A stroke occurs when part of your brain is unable to get the blood and oxygen it needs. It can be a scary time for families and loved ones. Oftentimes, people don’t understand what happens to them during a stroke. Depending on what type of stroke a person has, different things are likely to happen.
Transient Ischemic Attack
During a transient ischemic attack (TIA), individuals will often show many of the symptoms of a stroke. They may have slurring speech, drooping facial muscles, or lose the use of 1 side of the body. However, after a short period of time, the effects of a transient ischemic attack will disappear.
During a TIA, a blood clot forms in the person’s brain, causing temporary arousal of symptoms. However, the blood clot quickly becomes unstuck, leading to a relief of symptoms. These are frequently known as “mini-strokes.” They may warn of a more significant stroke coming.
An ischemic stroke is when the presence of a blood clot causes loss of blood flow to the part of a brain. During an ischemic stroke, the blockage causes blood loss to that particular area which ultimately leads to the death of brain tissue.
Unlike a TIA, an ischemic stroke leads to more permanent or pervasive symptoms. Individuals who undergo an ischemic stroke may spend days, weeks, or months in therapy to regain their abilities. They may be unable to regain those abilities at all.
A hemorrhagic stroke is similar to an ischemic stroke as it causes permanent or pervasive damage.
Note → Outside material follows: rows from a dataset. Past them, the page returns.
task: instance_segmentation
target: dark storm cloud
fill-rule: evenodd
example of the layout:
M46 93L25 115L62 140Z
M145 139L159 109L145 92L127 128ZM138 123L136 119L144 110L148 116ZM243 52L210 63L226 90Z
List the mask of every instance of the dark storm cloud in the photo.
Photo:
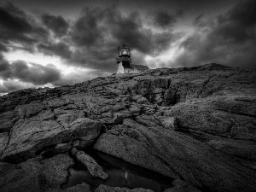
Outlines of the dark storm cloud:
M12 64L0 60L0 78L3 80L19 79L36 85L53 83L60 79L60 72L54 65L41 66L22 61Z
M243 1L212 20L195 19L199 32L181 45L181 65L218 62L233 67L256 67L256 2Z
M8 50L8 48L0 43L0 52L7 52Z
M177 38L171 29L154 33L145 27L137 12L124 15L117 8L85 8L72 28L71 36L78 48L73 62L112 72L120 44L127 44L144 55L157 55Z
M179 10L176 14L171 14L166 10L154 10L150 11L148 14L154 25L165 29L172 26L177 19L183 15L183 11Z
M12 3L0 6L0 43L32 46L47 37L48 32L44 28Z
M68 29L68 23L61 16L55 16L44 14L42 15L43 23L50 30L52 30L56 36L66 35Z
M38 49L45 55L59 55L64 59L70 59L73 55L69 46L63 42L56 44L49 43L49 44L39 44Z

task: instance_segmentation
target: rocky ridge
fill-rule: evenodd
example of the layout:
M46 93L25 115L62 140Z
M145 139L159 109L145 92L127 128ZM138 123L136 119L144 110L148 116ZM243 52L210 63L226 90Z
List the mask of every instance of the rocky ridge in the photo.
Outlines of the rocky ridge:
M1 191L61 190L67 174L51 177L67 172L73 148L187 183L166 191L255 191L256 72L218 64L160 68L0 97ZM44 172L60 155L69 163ZM35 186L26 185L30 177Z

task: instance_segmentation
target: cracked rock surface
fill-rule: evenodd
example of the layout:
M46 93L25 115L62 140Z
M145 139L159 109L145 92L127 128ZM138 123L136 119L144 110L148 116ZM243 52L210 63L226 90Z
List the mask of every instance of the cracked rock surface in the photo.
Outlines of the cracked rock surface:
M160 68L0 97L1 191L60 190L67 175L42 167L64 155L66 172L73 148L180 181L166 191L255 191L256 72Z

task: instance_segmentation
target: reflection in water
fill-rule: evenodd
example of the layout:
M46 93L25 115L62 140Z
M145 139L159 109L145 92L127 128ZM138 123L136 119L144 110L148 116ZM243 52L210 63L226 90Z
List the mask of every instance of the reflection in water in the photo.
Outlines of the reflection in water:
M86 153L102 166L110 177L106 181L100 178L92 178L87 169L77 163L69 169L70 176L63 188L66 189L85 182L92 187L106 184L113 187L127 187L129 189L150 189L158 192L172 186L172 179L170 177L128 164L122 160L101 152Z

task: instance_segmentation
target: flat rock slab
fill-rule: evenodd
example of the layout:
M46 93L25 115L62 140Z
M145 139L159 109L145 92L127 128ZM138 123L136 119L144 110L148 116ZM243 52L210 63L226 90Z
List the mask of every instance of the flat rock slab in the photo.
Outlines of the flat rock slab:
M145 189L143 188L136 188L133 189L129 189L128 188L119 188L119 187L110 187L107 185L101 184L97 187L95 192L154 192L150 189Z
M31 159L19 165L0 163L1 192L34 192L46 189L61 189L68 176L67 169L73 164L67 154L57 154L43 160Z
M108 175L104 172L103 168L100 166L92 157L85 154L84 151L74 151L74 149L73 151L76 159L87 167L90 174L93 177L99 177L104 180L108 178Z

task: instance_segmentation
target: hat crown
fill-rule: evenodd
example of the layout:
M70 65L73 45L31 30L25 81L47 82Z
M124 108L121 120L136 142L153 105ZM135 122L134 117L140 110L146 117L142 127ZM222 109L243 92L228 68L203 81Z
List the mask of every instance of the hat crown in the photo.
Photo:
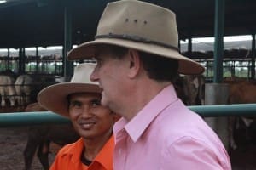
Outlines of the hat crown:
M73 77L71 78L70 82L97 85L98 83L91 82L90 80L90 76L93 71L95 66L96 64L94 63L83 63L77 65L74 68L74 73Z
M96 37L102 35L131 37L131 40L175 48L178 46L175 14L167 8L136 0L118 1L107 5Z

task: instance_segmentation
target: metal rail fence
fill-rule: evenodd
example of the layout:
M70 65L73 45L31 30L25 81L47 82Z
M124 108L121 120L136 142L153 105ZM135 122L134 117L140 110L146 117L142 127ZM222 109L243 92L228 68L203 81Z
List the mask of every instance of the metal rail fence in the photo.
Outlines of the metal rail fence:
M256 104L188 106L203 117L256 116ZM0 113L0 128L67 123L69 120L50 111Z

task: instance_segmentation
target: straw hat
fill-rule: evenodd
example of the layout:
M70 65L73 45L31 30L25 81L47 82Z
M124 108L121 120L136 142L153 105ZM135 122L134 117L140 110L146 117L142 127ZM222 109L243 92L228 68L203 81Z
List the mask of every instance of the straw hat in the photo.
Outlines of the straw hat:
M68 60L95 56L97 44L113 44L177 60L178 72L200 74L204 67L179 54L176 16L171 10L145 2L123 0L108 3L95 41L70 51Z
M90 75L95 66L93 63L78 65L70 82L58 83L44 88L38 95L38 102L50 111L68 117L68 94L102 92L98 84L90 80Z

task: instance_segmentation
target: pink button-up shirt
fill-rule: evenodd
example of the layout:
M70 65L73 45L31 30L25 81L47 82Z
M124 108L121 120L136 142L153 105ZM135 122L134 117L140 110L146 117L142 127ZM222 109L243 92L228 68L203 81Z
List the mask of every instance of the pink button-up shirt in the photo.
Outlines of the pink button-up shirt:
M129 122L121 118L113 131L115 170L231 169L218 137L182 103L172 85Z

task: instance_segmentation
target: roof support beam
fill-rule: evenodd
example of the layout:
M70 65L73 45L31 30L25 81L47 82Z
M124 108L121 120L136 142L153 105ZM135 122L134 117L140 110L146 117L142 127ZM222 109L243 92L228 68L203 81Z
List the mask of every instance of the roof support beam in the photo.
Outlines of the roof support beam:
M225 0L215 0L214 27L214 65L213 82L219 83L223 79L224 30Z
M72 49L72 10L68 3L64 8L64 48L63 48L63 71L64 76L72 76L73 65L67 60L67 54Z
M252 72L252 79L255 79L255 33L252 35L253 42L252 42L252 65L251 65L251 72Z

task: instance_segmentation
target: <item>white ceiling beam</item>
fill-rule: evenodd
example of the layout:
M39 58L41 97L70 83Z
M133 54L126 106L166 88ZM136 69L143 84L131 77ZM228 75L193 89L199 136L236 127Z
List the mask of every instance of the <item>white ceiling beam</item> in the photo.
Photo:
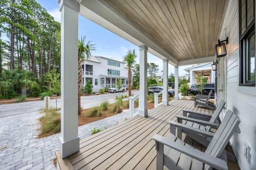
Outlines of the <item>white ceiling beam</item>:
M216 60L215 56L210 56L205 57L201 57L196 59L188 60L181 61L178 62L179 66L196 64L200 63L204 63L208 62L212 62Z
M173 65L178 65L178 61L170 54L156 45L104 1L82 0L79 13L138 46L143 45L148 46L149 53L161 59L168 59L169 63Z

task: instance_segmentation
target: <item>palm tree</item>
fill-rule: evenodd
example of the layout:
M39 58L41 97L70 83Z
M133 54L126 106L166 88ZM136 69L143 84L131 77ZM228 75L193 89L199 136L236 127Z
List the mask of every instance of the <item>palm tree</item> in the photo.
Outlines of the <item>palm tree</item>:
M96 48L94 47L94 44L91 44L91 41L89 41L86 45L84 45L84 41L85 40L85 36L81 36L81 39L78 40L78 115L81 114L81 86L82 81L82 63L84 61L85 58L89 59L92 57L92 52L95 50Z
M136 63L135 58L137 56L135 54L135 49L129 50L127 52L126 55L124 56L124 62L126 64L128 67L128 89L129 89L129 96L132 96L131 92L131 84L132 84L132 68L133 65Z
M17 84L20 88L20 93L23 96L27 96L27 87L35 84L35 82L31 78L32 73L25 70L19 72L14 72L14 84Z

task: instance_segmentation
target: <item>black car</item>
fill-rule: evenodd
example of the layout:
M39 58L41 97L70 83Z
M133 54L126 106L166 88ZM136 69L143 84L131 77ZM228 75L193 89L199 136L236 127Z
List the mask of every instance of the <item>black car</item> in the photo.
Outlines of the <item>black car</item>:
M192 94L194 95L209 95L210 91L212 90L212 93L211 95L211 97L214 97L214 89L215 89L215 84L214 83L206 83L204 84L204 87L203 88L202 93L199 90L199 84L193 84L190 86L189 88L189 94L190 95Z
M161 86L151 87L148 88L148 95L154 95L154 93L158 93L161 91L163 91L163 88ZM169 97L172 97L174 95L174 90L169 89L168 90L168 94Z

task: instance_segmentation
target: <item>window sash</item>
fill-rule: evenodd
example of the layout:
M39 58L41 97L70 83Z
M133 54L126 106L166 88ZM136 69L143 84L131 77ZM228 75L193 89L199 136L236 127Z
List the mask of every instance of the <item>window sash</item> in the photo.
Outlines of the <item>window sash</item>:
M255 39L255 1L253 1L253 18L251 20L250 23L248 23L248 10L251 8L249 7L248 8L248 0L245 0L245 13L243 15L244 16L245 15L245 19L244 18L244 20L245 20L245 29L243 30L242 28L243 26L242 25L242 0L239 1L239 45L240 45L240 50L239 50L239 59L240 59L240 69L239 69L239 86L255 86L255 80L250 81L248 80L248 76L249 74L249 68L250 66L248 65L249 62L249 38L254 33L254 39ZM250 11L251 12L251 11ZM254 40L255 42L255 40ZM255 42L254 42L255 43ZM255 46L255 44L254 44ZM255 47L254 47L255 48ZM255 56L255 50L254 50L254 57ZM255 67L255 58L254 58L254 68Z

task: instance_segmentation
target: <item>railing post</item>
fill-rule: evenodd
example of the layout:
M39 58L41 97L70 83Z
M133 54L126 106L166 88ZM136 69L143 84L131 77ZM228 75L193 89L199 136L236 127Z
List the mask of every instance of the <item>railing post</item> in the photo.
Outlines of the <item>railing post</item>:
M158 95L155 92L154 94L154 107L156 108L158 105Z
M132 115L133 114L133 109L134 106L133 106L133 102L132 99L133 99L133 97L130 96L129 97L129 112L130 112L130 115L131 117L132 117Z

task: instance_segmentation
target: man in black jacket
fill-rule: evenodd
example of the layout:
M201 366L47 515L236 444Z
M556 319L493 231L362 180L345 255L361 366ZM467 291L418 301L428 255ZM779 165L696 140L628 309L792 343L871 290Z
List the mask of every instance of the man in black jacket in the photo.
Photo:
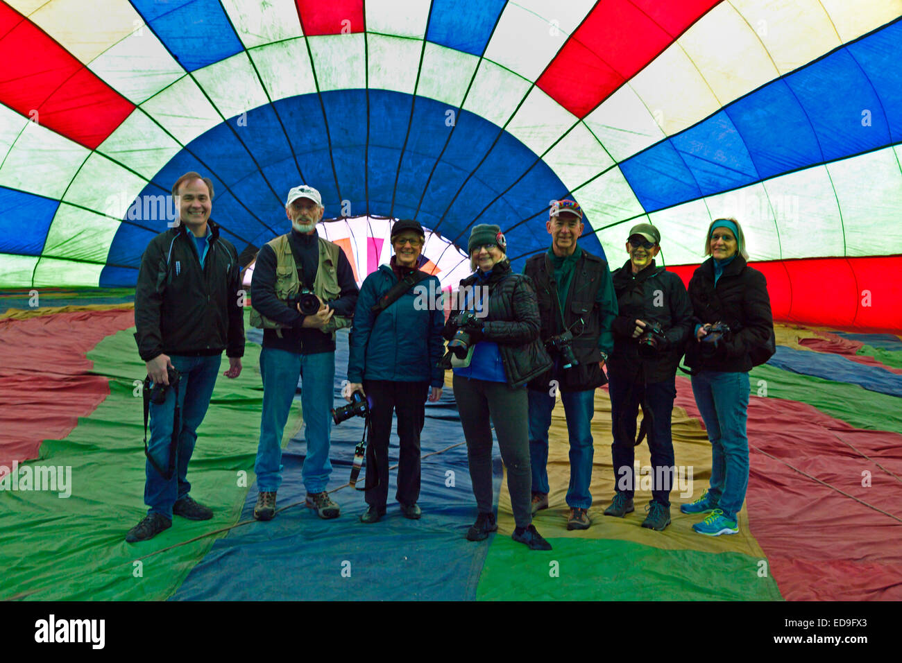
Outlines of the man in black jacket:
M585 529L592 524L588 510L595 389L607 382L602 366L613 349L611 323L617 316L617 299L607 262L576 244L583 234L579 205L556 201L546 230L551 247L529 258L524 269L536 284L541 340L555 360L551 371L529 385L532 512L548 508L548 428L560 391L570 439L567 529Z
M335 332L351 324L359 290L345 252L317 234L325 209L313 187L289 191L285 214L291 231L263 244L253 268L251 324L264 329L260 353L263 411L254 465L259 494L253 517L259 520L275 515L276 492L281 484L281 437L299 376L303 381L300 407L307 441L301 471L306 503L323 519L340 513L326 492L332 472L329 410L334 401ZM296 299L305 292L312 308Z
M164 400L150 403L144 483L149 509L126 535L129 543L171 527L173 513L192 520L213 517L189 495L188 463L223 350L228 378L241 373L244 355L238 254L210 220L213 182L188 172L176 180L172 195L178 197L180 223L151 240L134 291L134 337L148 376L157 391L164 387Z
M614 352L608 363L611 426L616 493L606 516L634 511L636 415L651 452L652 501L642 527L663 530L670 524L674 447L670 415L676 396L676 366L691 333L692 306L678 276L655 264L661 236L650 224L630 229L630 260L613 272L620 315L613 323Z

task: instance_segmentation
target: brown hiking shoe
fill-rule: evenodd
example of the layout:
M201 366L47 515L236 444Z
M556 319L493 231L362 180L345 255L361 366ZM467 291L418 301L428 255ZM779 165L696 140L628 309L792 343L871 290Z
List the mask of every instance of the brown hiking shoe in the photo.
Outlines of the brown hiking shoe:
M318 516L327 520L331 518L338 518L341 513L339 506L332 502L329 493L325 491L313 495L308 493L305 505L308 509L316 511Z
M592 520L589 520L589 511L586 509L571 509L570 515L566 519L567 529L588 529Z

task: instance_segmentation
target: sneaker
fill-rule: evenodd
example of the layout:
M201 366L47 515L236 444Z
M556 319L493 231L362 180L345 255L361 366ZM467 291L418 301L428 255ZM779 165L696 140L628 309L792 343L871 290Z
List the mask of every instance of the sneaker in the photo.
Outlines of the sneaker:
M532 504L530 505L532 510L532 515L536 515L537 512L542 511L542 509L548 508L548 493L532 493Z
M566 519L567 529L588 529L592 520L589 520L589 512L586 509L571 509L570 515Z
M701 522L696 522L692 526L699 534L704 534L709 537L719 537L721 534L738 534L739 533L739 522L736 520L728 520L723 516L723 511L720 509L714 509L711 511L711 515L705 518Z
M645 507L645 511L649 512L649 515L642 521L642 527L662 532L664 528L670 524L670 507L652 500Z
M489 538L489 532L497 531L498 523L495 522L495 516L492 513L480 513L476 517L476 521L466 531L468 541L482 541Z
M632 505L632 498L627 497L622 493L618 493L611 502L611 506L604 510L604 515L622 518L627 513L632 513L636 509Z
M148 513L144 516L143 520L128 530L128 534L125 535L125 540L128 543L146 541L148 539L153 539L153 537L157 536L163 529L169 529L170 527L172 527L172 520L166 518L166 516L161 516L159 513Z
M308 493L305 504L308 509L313 509L317 511L318 516L327 520L331 518L338 518L341 513L341 509L332 502L329 493L326 491L316 494Z
M707 491L703 493L702 496L695 502L690 502L689 504L679 505L679 510L682 513L711 513L711 511L714 511L716 508L717 505L712 503L708 500Z
M276 493L257 493L257 505L253 507L253 517L258 520L272 520L276 514Z
M209 520L213 518L213 510L195 502L190 495L185 495L173 504L172 513L189 520Z
M542 539L542 535L536 531L535 525L529 525L528 528L518 527L513 530L511 538L520 543L525 543L530 550L551 549L551 544Z
M371 504L370 508L361 514L360 521L369 525L372 522L379 522L379 519L384 515L384 511L380 511Z

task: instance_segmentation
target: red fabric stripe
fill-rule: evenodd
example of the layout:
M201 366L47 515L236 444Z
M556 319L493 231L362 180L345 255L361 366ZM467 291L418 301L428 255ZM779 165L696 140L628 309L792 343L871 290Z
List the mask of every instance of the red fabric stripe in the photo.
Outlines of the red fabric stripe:
M718 2L600 2L536 85L575 115L584 117Z
M0 102L95 149L134 110L38 26L0 3Z
M805 258L751 266L768 279L775 319L858 332L897 334L902 329L902 281L897 278L902 255ZM697 267L667 265L667 270L688 285Z
M842 441L902 476L902 436L855 428L805 403L759 398L755 392L753 383L747 428L750 447L902 517L902 483ZM674 405L702 420L686 378L676 378ZM861 485L863 470L870 473L870 487ZM696 496L701 493L697 486ZM784 598L902 599L897 521L754 448L746 501L749 520L740 527L748 526L764 550Z
M85 354L133 325L131 308L0 320L0 465L37 458L42 440L63 439L94 411L109 381L88 373Z
M363 0L295 0L307 36L363 32Z

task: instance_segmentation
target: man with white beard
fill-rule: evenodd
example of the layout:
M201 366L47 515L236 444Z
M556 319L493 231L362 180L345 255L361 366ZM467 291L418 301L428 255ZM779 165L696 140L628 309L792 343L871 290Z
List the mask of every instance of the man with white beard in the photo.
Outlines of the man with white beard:
M332 472L335 333L351 324L358 289L347 256L317 233L325 209L319 191L312 187L289 191L285 214L291 231L263 244L253 268L251 325L264 330L260 353L263 411L254 465L259 494L253 517L258 520L275 515L282 432L299 376L307 441L301 471L307 506L324 519L337 518L340 512L326 492Z

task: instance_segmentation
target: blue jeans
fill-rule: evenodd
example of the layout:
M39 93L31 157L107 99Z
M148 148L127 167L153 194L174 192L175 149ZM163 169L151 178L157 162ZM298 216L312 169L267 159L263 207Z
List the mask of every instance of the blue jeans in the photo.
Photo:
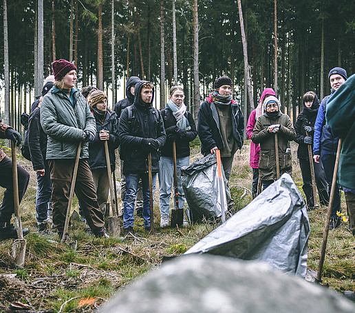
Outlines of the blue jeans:
M139 179L142 179L143 192L143 219L144 228L150 226L149 181L148 174L127 174L126 175L126 196L123 202L123 228L133 227L134 201L138 190ZM152 174L153 193L155 190L156 173Z
M178 194L179 198L179 209L184 209L185 203L185 194L181 185L180 168L182 166L189 166L190 157L184 156L176 159L176 170L178 172ZM162 156L159 161L159 185L160 193L159 196L159 206L160 215L169 217L170 208L170 196L171 195L171 187L173 185L174 175L174 163L173 158ZM175 194L175 192L174 192ZM174 199L174 205L176 203Z
M321 152L321 159L323 162L324 172L325 172L325 178L328 183L328 194L330 196L330 190L332 190L332 183L333 181L333 173L334 172L336 152L334 153L322 153ZM333 207L332 208L331 218L338 219L336 211L341 212L340 191L338 184L335 186L335 193L333 200Z
M47 221L47 212L50 210L52 196L52 181L48 163L45 162L45 174L40 176L37 174L37 192L36 193L36 217L37 223Z

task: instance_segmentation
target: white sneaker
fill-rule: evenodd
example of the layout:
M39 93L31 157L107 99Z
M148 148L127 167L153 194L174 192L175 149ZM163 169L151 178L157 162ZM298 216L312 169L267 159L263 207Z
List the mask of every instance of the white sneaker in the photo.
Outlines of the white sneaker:
M160 227L165 228L169 227L169 216L161 216L160 217Z

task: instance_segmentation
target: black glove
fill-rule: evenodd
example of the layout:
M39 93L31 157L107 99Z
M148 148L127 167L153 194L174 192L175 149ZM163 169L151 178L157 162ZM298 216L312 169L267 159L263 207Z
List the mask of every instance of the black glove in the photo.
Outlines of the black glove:
M310 126L305 125L303 126L304 130L308 133L310 134L311 132L313 132L313 128Z
M20 133L13 128L7 128L5 131L5 136L6 136L6 138L15 142L17 147L21 145L22 137L21 137Z
M303 139L303 141L306 145L312 145L313 139L310 136L305 136L305 139Z
M95 139L95 136L94 136L89 130L84 130L84 133L83 134L83 138L81 141L87 143L89 141L92 141Z

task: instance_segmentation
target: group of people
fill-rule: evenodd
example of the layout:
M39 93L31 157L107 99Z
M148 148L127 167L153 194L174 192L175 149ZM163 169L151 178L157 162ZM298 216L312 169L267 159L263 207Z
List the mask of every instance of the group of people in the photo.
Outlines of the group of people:
M107 174L106 143L111 172L116 166L115 150L119 148L125 234L133 232L135 203L136 215L143 218L145 230L150 231L149 192L154 192L157 174L160 226L169 226L174 158L178 177L178 208L184 210L185 198L179 176L181 168L189 164L190 142L197 134L204 156L220 151L224 176L229 181L235 154L243 146L244 131L244 117L233 99L233 81L229 77L221 77L215 81L214 90L202 103L198 112L196 128L193 116L184 103L184 94L181 87L171 88L165 108L159 111L152 105L153 85L137 77L131 77L127 82L127 97L118 102L111 111L103 91L88 86L79 92L75 88L77 69L74 64L61 59L53 62L52 69L54 75L46 79L41 97L38 97L31 108L28 134L31 160L37 174L36 212L39 232L46 231L52 219L59 236L63 235L78 149L80 150L75 193L80 214L96 236L108 236L103 220L111 179ZM347 78L345 70L332 70L329 80L332 90L336 90ZM332 132L332 126L323 123L323 120L332 94L325 97L319 105L316 94L307 92L303 96L303 111L294 127L290 117L282 113L274 90L263 90L258 106L249 117L246 128L246 137L252 140L253 197L260 192L261 185L265 189L279 175L284 172L291 174L290 141L295 140L299 143L297 153L309 209L314 206L316 196L313 194L310 171L310 162L313 160L310 159L307 153L308 145L313 145L321 203L327 203L338 138ZM336 130L340 133L340 126ZM17 144L21 141L19 132L3 123L0 136ZM348 150L346 152L352 153ZM344 164L349 166L351 164L345 159ZM16 228L10 223L13 212L9 170L11 167L11 160L1 151L0 169L6 168L6 171L1 170L0 184L6 190L0 209L0 240L17 238ZM30 175L19 165L18 172L21 201ZM341 177L340 182L345 182L341 185L347 192L347 200L354 203L352 194L355 193L355 187L352 181L346 174ZM233 209L234 203L228 185L226 192L228 208ZM339 194L336 194L335 214L340 210ZM337 227L338 221L338 216L332 214L331 226ZM184 225L188 223L184 217ZM24 229L23 233L28 233L28 230Z

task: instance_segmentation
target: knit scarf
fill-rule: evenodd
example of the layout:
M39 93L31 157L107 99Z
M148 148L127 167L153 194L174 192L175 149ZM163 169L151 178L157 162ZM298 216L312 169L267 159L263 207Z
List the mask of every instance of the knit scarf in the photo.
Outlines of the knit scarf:
M217 91L212 94L212 99L213 102L216 104L228 105L232 102L232 95L221 96Z
M170 109L173 115L176 119L176 125L183 130L186 130L186 127L189 126L189 121L185 117L186 106L183 103L180 107L175 104L172 100L169 99L166 103L166 108Z

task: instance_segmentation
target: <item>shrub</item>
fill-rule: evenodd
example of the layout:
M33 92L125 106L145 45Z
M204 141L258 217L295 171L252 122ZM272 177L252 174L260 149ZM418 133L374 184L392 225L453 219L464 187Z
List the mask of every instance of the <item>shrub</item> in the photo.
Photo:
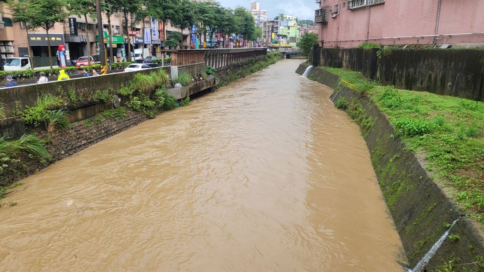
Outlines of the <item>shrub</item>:
M356 88L356 91L361 96L366 96L370 93L370 91L375 87L375 84L369 81L365 81L360 84Z
M121 85L121 88L116 92L117 93L122 95L123 96L127 96L128 95L132 95L133 94L134 90L133 90L132 88L128 86L125 86L123 85Z
M188 73L182 72L178 74L177 83L183 86L187 86L192 83L192 76Z
M141 93L148 95L155 89L154 79L148 75L141 73L135 74L135 77L130 81L130 86Z
M125 105L130 109L144 113L151 118L154 118L156 114L154 111L155 102L150 100L149 97L142 93L133 97Z
M469 127L466 130L466 135L468 137L477 137L479 136L479 129L475 126Z
M207 75L212 75L215 76L215 68L212 66L209 65L205 67L205 73Z
M349 102L346 97L340 97L336 102L334 102L334 106L337 108L346 109L349 105Z
M190 106L190 95L182 100L182 106Z
M114 90L111 88L102 91L96 90L94 93L91 95L91 98L95 100L102 100L106 103L110 104L114 100Z
M67 112L62 110L52 110L47 114L45 119L45 127L47 132L50 133L58 129L64 129L71 128L71 123L67 118Z
M51 158L42 141L33 134L25 134L18 140L7 140L6 137L0 137L1 156L14 157L27 154L43 159Z
M373 44L372 43L363 43L358 45L359 48L368 49L368 48L379 48L381 47L380 45Z
M433 126L431 123L425 120L408 117L400 118L394 124L395 128L401 135L410 136L430 133Z
M393 86L387 86L379 100L383 106L388 108L401 106L403 104L400 93Z

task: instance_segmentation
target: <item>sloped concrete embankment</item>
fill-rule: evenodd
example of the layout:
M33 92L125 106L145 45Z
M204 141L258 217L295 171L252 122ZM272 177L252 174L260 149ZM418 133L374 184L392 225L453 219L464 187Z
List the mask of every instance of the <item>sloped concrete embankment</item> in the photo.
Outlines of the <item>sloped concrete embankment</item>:
M302 75L309 65L302 64L296 72ZM332 95L333 102L345 97L350 106L361 107L355 121L359 121L380 187L413 267L447 230L446 223L465 214L430 178L417 156L394 136L394 128L369 97L360 97L341 85L338 76L322 68L313 69L308 77L336 89ZM483 233L470 219L460 218L450 233L460 239L446 239L426 266L426 271L453 260L455 264L471 263L476 256L484 254ZM461 271L465 267L476 268L469 265L454 269Z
However, the cause of a hemorrhagic stroke is different.
During a hemorrhagic stroke, a blood vessel or brain breaks or ruptures, causing a brain bleed. As a result of the damage, blood is able to leak into the surrounding blood tissue.
The hemorrhage stops blood from getting to essential parts of the brain past the break. This may lead to brain tissue’s permanent and irreversible death beyond the bleed, causing speech, movement, or even cognition changes. Through treatment, a person may be able to regain functioning in one or all of these areas. Others will have permanent symptoms.